A close up of the bioreactor.
Image: REUTERS/TravisTeo

“We are looking at next year, so we might be the first ever company to launch a cell-based meat product in the world,” Sriram said. Shiok still needs approval from the city-state’s food regulator.

Ka Yi Lang co-founder and chief scientific officer at Shiok Meats.
Image: REUTERS/TravisTeo

Cell-based meat companies also face the challenge of consumer perception of their product.

The cooked dumpling full of lab meat.
Image: REUTERS/TravisTeo

Any alternative means of making animal protein without harming the environment are positive, but more studies are needed to understand any negative consequences of producing cellular protein, said Paul Teng, a specialist in agritechnology innovations at Nanyang Technological University.

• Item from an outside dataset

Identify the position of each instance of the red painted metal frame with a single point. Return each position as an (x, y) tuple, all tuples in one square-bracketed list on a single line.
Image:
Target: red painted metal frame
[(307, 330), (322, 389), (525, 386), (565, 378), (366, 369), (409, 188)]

Ka Yi Lang co-founder and chief scientific officer at Shiok Meats injecting liquid into a petri dish.
Image: REUTERS/TravisTeo

In Singapore, some consumers said they would give lab-grown meat a shot.

“I am willing to try,” said 60-year-old Pet Loh, while she shopped for shrimp in a Singapore market. “I may not exactly dare to eat it frequently, but I don’t mind buying and trying it because the animals in the oceans are declining.”